Participants were classified into two groups based on protein-adjusted SAA changes from baseline (ΔSAA) at 60 min: small- and large-increase in ΔSAA groups (SI-ΔSAA and LI-ΔSAA), considering that maximum BG often occurs 1 h after glucose or starch load in healthy people [9, 10].

The differences in BGs, AUCs, and 3HB between these two groups were tested by t-test or non-parametric test. Relationships between variables were assessed by Spearman’s correlation analysis because of the high likelihood of non-parametric distributions in the parameters.

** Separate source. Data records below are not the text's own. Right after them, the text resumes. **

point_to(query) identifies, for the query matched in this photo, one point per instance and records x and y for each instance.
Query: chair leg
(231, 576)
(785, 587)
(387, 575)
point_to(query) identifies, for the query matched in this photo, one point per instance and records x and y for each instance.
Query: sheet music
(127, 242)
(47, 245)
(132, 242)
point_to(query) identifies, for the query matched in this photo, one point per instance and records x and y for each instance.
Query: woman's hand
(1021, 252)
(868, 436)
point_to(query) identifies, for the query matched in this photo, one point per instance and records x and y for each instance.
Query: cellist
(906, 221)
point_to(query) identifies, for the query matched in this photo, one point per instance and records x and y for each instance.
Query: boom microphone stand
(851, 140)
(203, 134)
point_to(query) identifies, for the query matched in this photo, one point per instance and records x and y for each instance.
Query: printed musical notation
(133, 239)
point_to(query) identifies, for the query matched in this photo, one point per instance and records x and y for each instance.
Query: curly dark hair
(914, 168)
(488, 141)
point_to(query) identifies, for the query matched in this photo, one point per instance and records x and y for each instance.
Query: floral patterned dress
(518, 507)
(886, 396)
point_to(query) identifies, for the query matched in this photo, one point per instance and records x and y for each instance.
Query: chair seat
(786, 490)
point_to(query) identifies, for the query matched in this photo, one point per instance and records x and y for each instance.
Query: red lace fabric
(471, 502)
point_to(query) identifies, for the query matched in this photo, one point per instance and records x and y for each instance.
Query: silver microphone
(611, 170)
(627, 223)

A generalized linear model controlling for BMI, baseline SAA, BG, and 3HB was used to analyze the associations for ΔBG. In our study, the sample size was calculated using Easy R software [17], based on the assumption of mean and standard deviation (SD) of BG at 60 min, α, and effect as 20 mg/dL, 25 mg/dL, 5%, and 80%, respectively, to test the difference in postprandial BG at 60 min between SI-ΔSAA and LI-ΔSAA groups. Then, a total of around 25 subjects were needed for each group. Statistical analyses were performed using SAS-Enterprise Guide in the SAS system, version 9.4 (SAS Institute, Cary, USA). A two-tailed P value < 0.05 was considered significant.

Ethical approval

The study was conducted according to the guidelines of the Declaration of Helsinki and approved by the Institutional Review Board of the Ethics Committee of Japan Women’s University (ID number 575).

Results▴Top 

The characteristics of the participants are shown in Table 1; all of the parameters were within normal ranges. SAA levels at 60 and 120 min were higher than baseline (both P < 0.0001), but no difference was observed between at 60 and 120 min. The mean BMI (19.8 kg/m2), energy intake (1,666 ± 33 kcal/day), and carbohydrate intake (59.7±0.7% of energy intake) were relatively low.

Table 1.
Click to view
Table 1. Characteristics of Participants
 

Participants were classified into two groups: LI-ΔSAA (≥ 28 U/mL, n = 29) and SI-ΔSAA (< 28 U/mL, n = 31) considering the value of ΔSAA at 60 min (median (interquartile range (IQR)): 27.8 (17.1 - 41.8) U/mL). No difference was observed in parameters listed in Table 1 except for SAA at 60 and 120 min and BG at 60, 90, and 120 min, AUC and 3HB between LI-ΔSAA and SI-ΔSAA groups.

Although AUCs was higher in SI-ΔSAA group, statistical significance was not marginally found (P = 0.051). Baseline 3HB was also higher in SI-ΔSAA group (median (IQR): 0.20 (0.0 - 0.40)) than LI-ΔSAA (0.0 (0.0 - 0.10), P < 0.001).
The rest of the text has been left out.